Review: Kung Fu Panda 2 (2011)
I haven't been impressed with most of the non-Pixar children's animated films that have come to dominate cinemas in the past few years (lest you think I exaggerate with the word "dominate", this year alone has had Gnomeo and Juliet, Rango, Mars Needs Moms, Hop, Rio, Hookwinked Too! Hood vs. Evil, and has yet to see the release of Cars 2, Puss in Boots, and Happy Feet 2). Too be fair, I haven't seen any of this year's crop (I have heard good things about Rango), but for the most part I have found such past offerings to be at best unimaginative and dull, and at worst inappropriate and aggressively ugly. Dreamworks' Shrek series has been a huge box office boon, while peddling sexual innuendo and mind-numbing and hyper-active action in the guise of revisionist fairy tales. It's not the revisionism that I object to so much as the idea that children's films need to contain big name actors and jokes that are over the heads of children in order to pull in the coveted four-quadrant demographics. Films like Shrek (2000), to say nothing of some of its imitators, are also just simply unpleasant to look at. Dreamworks' Kung Fu Panda films still suffer from the surfeit of celebrity voices, but in contrast I appreciate their relative lack of pop-culture references and innuendo. Furthermore, the films have a pleasantly distinct animation style and a compelling world that they have created for their simple stories of a chubby panda bear who learns to become a kung fu master.
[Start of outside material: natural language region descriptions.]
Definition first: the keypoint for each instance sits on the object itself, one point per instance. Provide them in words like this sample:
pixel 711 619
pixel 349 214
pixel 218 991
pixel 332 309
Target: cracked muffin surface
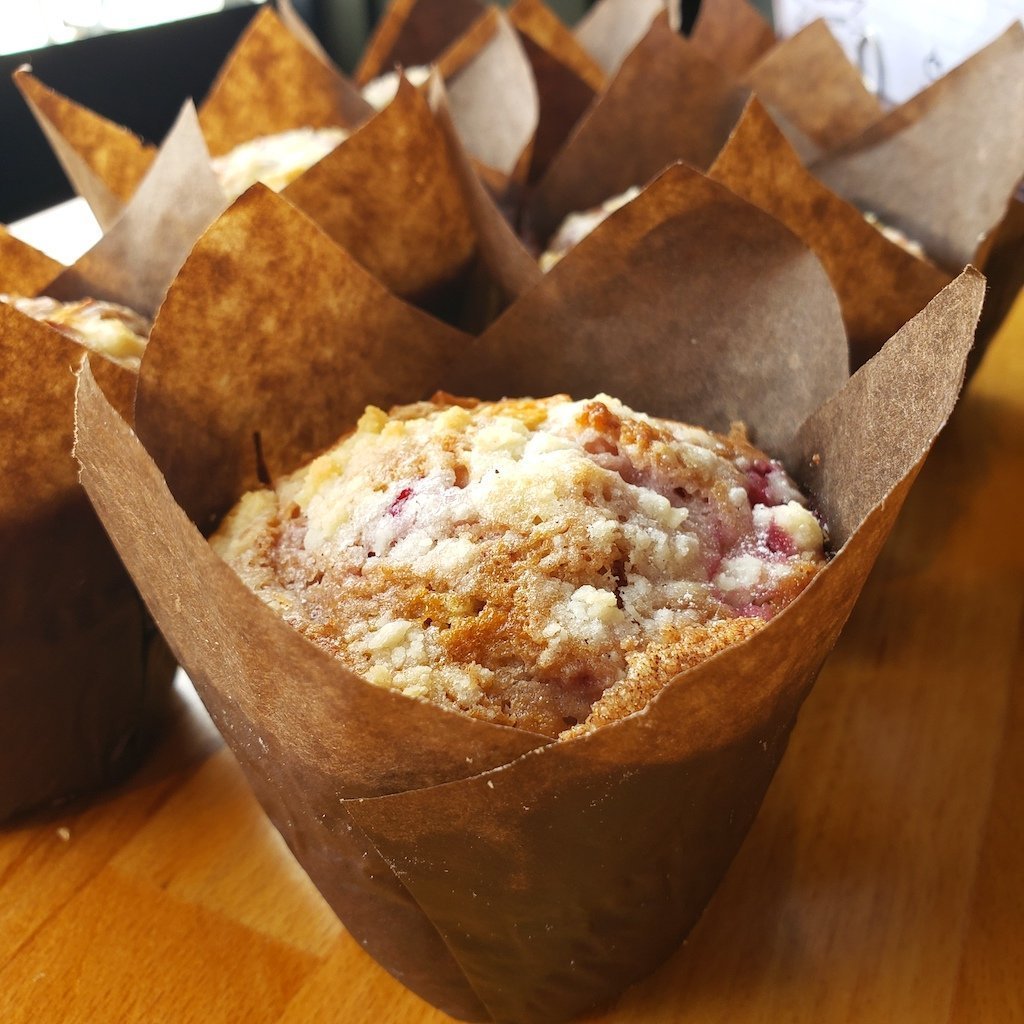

Kung Fu Panda 2 (2011) tells the story the character Po (Jack Black) from the first film, now established as the Dragon Warrior alongside the pantheon of the Furious Five (Tiger, Snake, Monkey, Crane, and Mantis) searching for the elusive "inner peace" that will help him take his kung fu to the next level and at the same time stop an egomaniacal peacock (Gary Oldman) who has invented gunpowder from conquering China. Finding inner peace will involve facing his past and learning about his panda heritage. The film is fast-paced, goofy, but strangely easy-going. Some of the funniest bits involve Po's noodle-serving adopted goose father, but it's a nice relationship and representation of parental love.
One of the nice things about the series is that they actually take the kung fu semi-seriously. The Furious Five take their namesakes from actual kung fu fighting styles, and the action is actually coherent and fun to see, taking advantage of the animal characters physical forms for both function and comedy. The use of hand-drawn animation is also a nice touch: both an introduction to the story of the peacock, Shen, told in paper-cut out style, and Po's dreams about his birth-parents, which appear in hand-drawn animation style, remind both of the variety of animation available to storytellers apart from computer generated and of how appealing the character designs themselves are, as they look good in any style.
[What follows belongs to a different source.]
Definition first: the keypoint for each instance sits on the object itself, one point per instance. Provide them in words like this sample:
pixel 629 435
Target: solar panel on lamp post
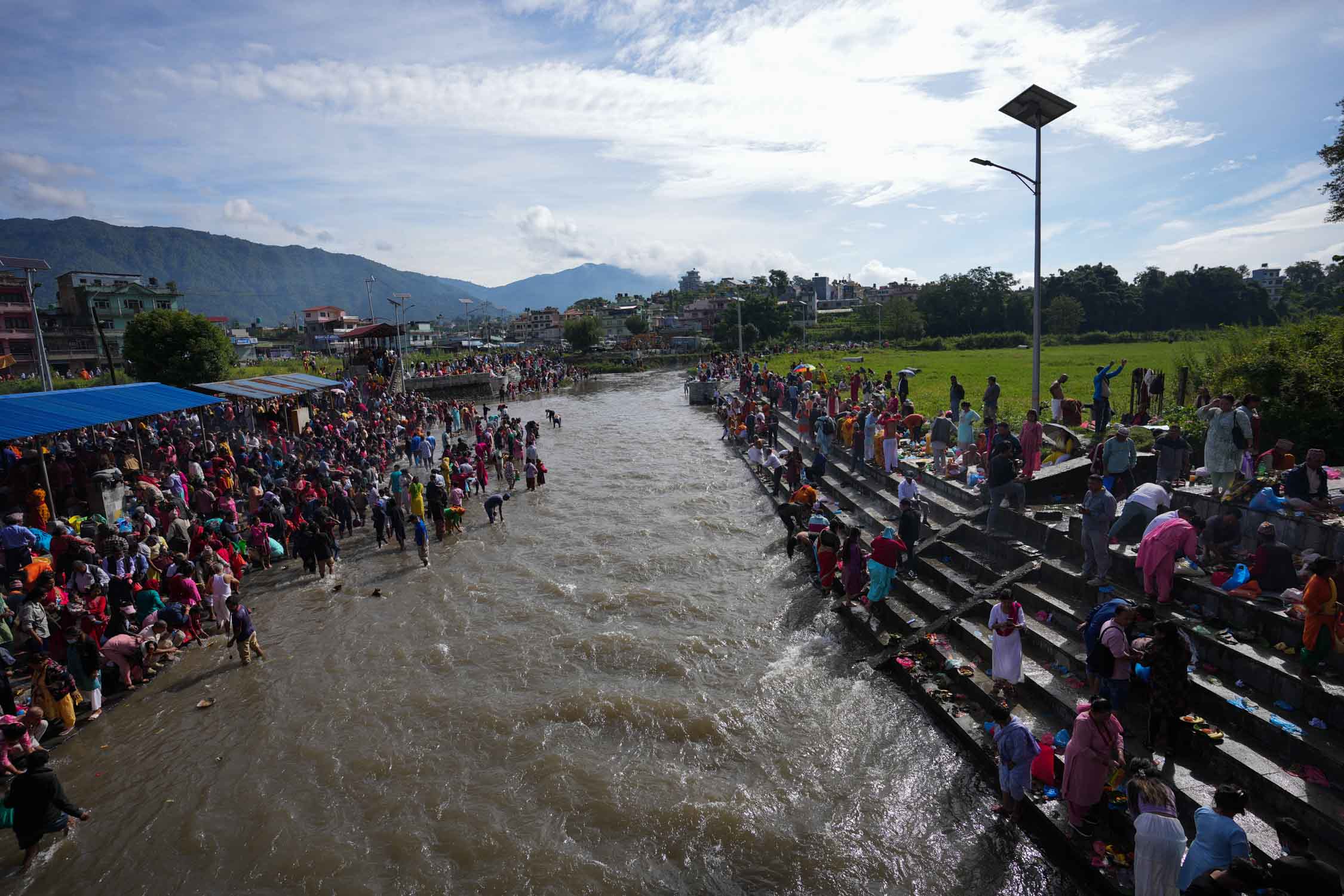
pixel 1034 108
Kung Fu Panda 2 suffers from being a bit slight for most adult audiences, but is there really a problem with giving children entertainment that is made for them? Adults might balk at the violence, but kung fu packages its cool moves with a philosophy of self-control and restraint that makes it preferable to many other film's haphazard and frenetic action. Judging from the reactions of the children in the audience and sitting next to me, Kung Fu Panda 2 just might be one of the better bets for children's entertainment this summer.
6 out of 10
Note: I saw Kung Fu Panda 2 in non-3D. There are certain moments where the film is clearly geared toward things sticking out from the screen, but nothing is really lost, and perhaps much is gained, by opting not to see it in the 3D format.